The closest approximation to what it's like in my brain:
https://www.youtube.com/watch?v=u08E7c-FRbU&t=4s

Rational? Better a Quantum of Wisdom

erin's picture

The stars run down their untraceable courses
From unknown beginning to unknowable end.
Men endure life from birth to dying,
Unknowing leaves caught in the wind.

The mockingbird sings with ignorant beauty
Like poets who write that love will not die.
The psalmist is sure of his god's infinite glory.
If you don't know the answer you must never ask why.

Logic is entropy; the stars face destruction.
Birds, men and universe end in the fire.
Heat-death is purpose? Cobbled and clumsy,
The world is a lie, and I am the liar.

= Give everyone the benefit of the doubt because certainty is a fragile thing that can be shattered by one overlooked fact.

Random solo

Emma Anne Tate's picture

I love the “random solo” feature on the site. Today it offered this story, which for some reason was just what I needed to read right now.

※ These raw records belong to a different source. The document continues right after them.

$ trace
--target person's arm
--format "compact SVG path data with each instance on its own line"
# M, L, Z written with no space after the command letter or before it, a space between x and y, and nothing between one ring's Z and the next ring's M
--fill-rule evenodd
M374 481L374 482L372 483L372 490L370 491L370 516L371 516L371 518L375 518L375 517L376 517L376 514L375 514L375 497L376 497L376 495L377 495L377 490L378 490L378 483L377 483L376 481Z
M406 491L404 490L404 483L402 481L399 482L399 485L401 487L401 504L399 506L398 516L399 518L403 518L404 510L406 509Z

You had an ending in mind, but the story had other ideas? I know that feeling — and I know how important it is to listen. I’m very glad you did.

Emma

Thanks, hon

erin's picture

I appreciate this story getting some attention. :)

Hugs,
Erin

= Give everyone the benefit of the doubt because certainty is a fragile thing that can be shattered by one overlooked fact.